結構な腕前で!
「まぁ持ち運ばないのなら、あれでもいいかもですけど」

「わたくしは一人なのですから、どこかにしまっていちいち出してくる暇なんかありませんのよ」

「でもお花活けてますよね?」

 異界への入り口に花を活けても大丈夫なものなのだろうか?
 何か見たことのない花だが。
 まじまじと花を見ていると、由梨花が、少し面白そうに口を開いた。

「あなた、その葉っぱの部分をつついてごらんなさい?」

「へ?」

 振り向くと、由梨花がにやりと笑っている。
 邪悪な笑みだ。
 きっと言う通りにしたら、ろくなことにならない。

「……大事なお花を傷付けたらいけないので、まずは先輩が扱い方のお手本を示してくださいよ」

 萌実が言うと、由梨花は、あら、という顔をした。

「なかなか鋭いわね。面白くないですわっ」

 言いつつ、ぱちんと切った茎を、ぴ、と壺に向かって投げる。
 壺に入れようという風ではなく、活けてある花に当てる勢いだ。

 いいのだろうか、と思った萌実の目の前で、茎が、ぽん、と葉っぱに当たる。
 その途端、葉っぱが、ばし! と茎を掴んだ。

「ひえっ?」

 驚く萌実の前で、葉っぱは捕まえた茎をむしゃむしゃと咀嚼する。

「その子、触れたものに食い付くんですの。
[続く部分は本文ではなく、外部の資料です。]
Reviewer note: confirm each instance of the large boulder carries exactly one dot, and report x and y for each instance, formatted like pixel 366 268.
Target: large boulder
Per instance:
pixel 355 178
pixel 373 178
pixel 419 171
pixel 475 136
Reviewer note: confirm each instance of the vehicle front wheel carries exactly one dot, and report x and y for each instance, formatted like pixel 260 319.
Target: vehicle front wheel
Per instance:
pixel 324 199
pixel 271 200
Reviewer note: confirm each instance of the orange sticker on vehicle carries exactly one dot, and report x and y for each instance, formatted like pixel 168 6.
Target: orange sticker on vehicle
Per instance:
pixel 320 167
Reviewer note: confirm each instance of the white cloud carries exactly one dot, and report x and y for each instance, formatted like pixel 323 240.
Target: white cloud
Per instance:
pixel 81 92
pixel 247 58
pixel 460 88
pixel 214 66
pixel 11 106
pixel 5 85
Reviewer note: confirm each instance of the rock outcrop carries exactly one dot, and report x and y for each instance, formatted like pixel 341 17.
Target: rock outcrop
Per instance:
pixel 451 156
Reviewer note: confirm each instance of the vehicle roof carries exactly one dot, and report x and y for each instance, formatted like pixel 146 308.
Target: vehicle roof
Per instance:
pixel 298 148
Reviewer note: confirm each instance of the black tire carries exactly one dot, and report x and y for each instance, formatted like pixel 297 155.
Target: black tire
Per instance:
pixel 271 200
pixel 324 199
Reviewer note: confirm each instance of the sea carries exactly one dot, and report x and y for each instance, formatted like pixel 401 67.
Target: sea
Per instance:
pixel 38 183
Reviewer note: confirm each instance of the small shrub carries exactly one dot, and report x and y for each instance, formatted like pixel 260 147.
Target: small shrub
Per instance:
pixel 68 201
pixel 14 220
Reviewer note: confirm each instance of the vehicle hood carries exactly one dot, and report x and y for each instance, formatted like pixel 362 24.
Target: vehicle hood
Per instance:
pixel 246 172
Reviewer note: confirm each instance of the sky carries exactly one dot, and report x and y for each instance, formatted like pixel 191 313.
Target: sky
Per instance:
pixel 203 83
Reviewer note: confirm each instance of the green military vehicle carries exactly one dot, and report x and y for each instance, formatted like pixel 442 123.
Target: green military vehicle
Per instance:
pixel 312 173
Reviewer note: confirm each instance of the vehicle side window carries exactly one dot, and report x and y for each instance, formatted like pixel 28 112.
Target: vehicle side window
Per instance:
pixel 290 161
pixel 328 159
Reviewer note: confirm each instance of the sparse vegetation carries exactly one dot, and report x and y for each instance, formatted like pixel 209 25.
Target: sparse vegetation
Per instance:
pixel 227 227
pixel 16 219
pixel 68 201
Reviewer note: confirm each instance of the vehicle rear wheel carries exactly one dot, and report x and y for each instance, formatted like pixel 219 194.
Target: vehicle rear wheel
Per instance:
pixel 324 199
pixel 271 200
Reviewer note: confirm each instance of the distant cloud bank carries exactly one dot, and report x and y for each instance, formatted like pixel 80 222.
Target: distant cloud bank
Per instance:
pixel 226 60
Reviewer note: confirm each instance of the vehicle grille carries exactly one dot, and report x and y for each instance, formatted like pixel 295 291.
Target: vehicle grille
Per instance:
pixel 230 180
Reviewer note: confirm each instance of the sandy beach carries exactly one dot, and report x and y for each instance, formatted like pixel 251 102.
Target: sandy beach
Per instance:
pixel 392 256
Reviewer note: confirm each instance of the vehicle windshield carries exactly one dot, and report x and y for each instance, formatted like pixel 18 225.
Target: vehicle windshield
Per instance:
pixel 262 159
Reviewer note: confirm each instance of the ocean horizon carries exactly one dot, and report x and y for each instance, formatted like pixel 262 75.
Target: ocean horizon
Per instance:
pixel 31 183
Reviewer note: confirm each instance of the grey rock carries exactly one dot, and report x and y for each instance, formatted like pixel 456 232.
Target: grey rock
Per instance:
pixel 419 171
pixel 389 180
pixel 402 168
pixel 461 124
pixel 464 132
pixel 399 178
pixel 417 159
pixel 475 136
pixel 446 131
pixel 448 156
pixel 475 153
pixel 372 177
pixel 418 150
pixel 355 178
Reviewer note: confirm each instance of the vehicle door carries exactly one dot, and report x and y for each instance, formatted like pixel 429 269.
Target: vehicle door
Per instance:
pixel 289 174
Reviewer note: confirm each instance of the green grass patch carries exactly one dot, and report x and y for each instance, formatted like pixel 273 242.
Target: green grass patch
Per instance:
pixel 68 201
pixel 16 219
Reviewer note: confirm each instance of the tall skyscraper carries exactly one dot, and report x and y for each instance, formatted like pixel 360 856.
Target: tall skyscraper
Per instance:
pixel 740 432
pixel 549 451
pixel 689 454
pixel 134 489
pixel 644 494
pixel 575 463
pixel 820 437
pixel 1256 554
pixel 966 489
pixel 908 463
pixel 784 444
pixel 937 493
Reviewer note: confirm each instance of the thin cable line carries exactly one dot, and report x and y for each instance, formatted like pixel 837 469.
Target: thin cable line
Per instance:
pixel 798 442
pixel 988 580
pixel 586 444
魔も、投げ込めば喜んで捕らえてくれますわ」

「いやいや、こんな危険なものに指掴まれたらヤバいじゃないですか!」

「身をもって体感したほうがいいかと思って」

 ヤバい方面のドSだ、この女、と萌実は思い切り壺から身を引いて由梨花を睨んだ。

「その子は見ての通り、食虫植物。食虫っていうけど、実際は何でも触れたものに食い付くんですの。魔はいい餌ですわ」

 おほほほ、と笑う由梨花を、萌実はうんざりと見た。
 せとみに惹かれるだけあり、せとみっぽいところが多々垣間見える。

 何気に二人は気が合うんではないかと思えてしまう。
 ただ無茶苦茶な二人ではあるだろうが。